As you can see, there are `run_before` and `run_after` hooks. You can use them to make custom queries before and after the migration query. You can even modify the migration query itself.

Example:

```python
...
    async def run_before(self):
        """Run before migration

        self.tdb is the db handle (transaction)
        self.model is the model class
        """
        user0 = self.model(name='John Doe', profession='Software Engineer', age=45)
        await self.tdb.save(user0)
...
```

# Do not do these

1. Do not delete migration files manually, use `python mgr.py delete_migration_files <start_index> <end_index>` command instead.
2. Do not modify mutable values in-place e.g `user.addresses.append('Some address')`, instead set the value: `user.addresses = [*user.addresses, 'Some address']` so that the `__setattr__` is called, on which `morm` depends for checking changed fields for the `db.save()` and related methods.

# Initialize a FastAPI project

Run `init_fap app` in your project root. It will create a directory structure like this:

```
├── app
│   ├── core
│   │   ├── __init__.py
│   │   ├── models
│   │   │   ├── base.py
│   │   │   ├── __init__.py
│   │   │   └── user.py
│   │   ├── schemas
│   │   │   └── __init__.py
│   │   └── settings.py
│   ├── __init__.py
│   ├── main.py
│   ├── tests
│   │   ├── __init__.py
│   │   └── v1
│   │       ├── __init__.py
│   │       └── test_sample.py
│   ├── v1
│   │   ├── dependencies
│   │   │   └── __init__.py
│   │   ├── __init__.py
│   │   ├── internal
│   │   │   └── __init__.py
│   │   └── routers
│   │       ├── __init__.py
│   │       └── root.py
│   └── workers.py
├── app.service
├── .gitignore
├── gunicorn.sh
├── mgr
├── mgr.py
├── _morm_config_.py
├── nginx
│   ├── app
│   └── default
├── requirements.txt
├── run
└── vact
```

You can run the dev app with `./run` or the production app with `./gunicorn.sh`.

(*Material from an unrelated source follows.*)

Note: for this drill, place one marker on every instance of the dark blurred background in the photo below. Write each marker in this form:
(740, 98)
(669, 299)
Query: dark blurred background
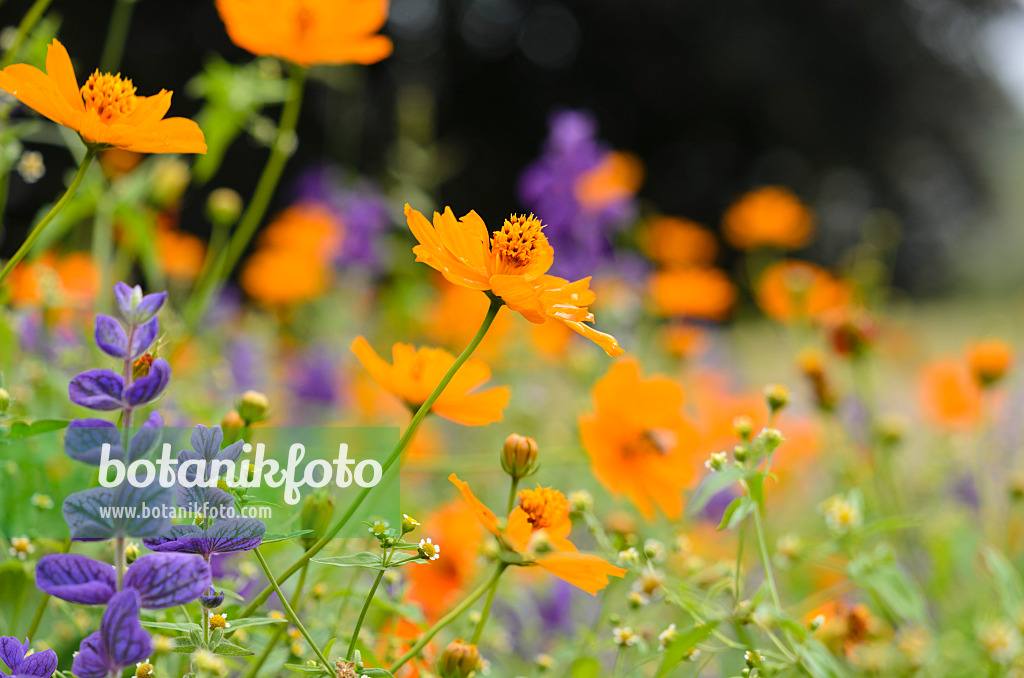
(855, 104)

To run the production app as a service with `systemctl start app`, copy the **app.service** to `/etc/systemd/system`

**Notes:**

* You can setup your venv path in the `vact` file. To activate the venv with all the environment vars, just run `. vact`.
* An environment file `.env_APP` is created in your home directory containing dev and production environments.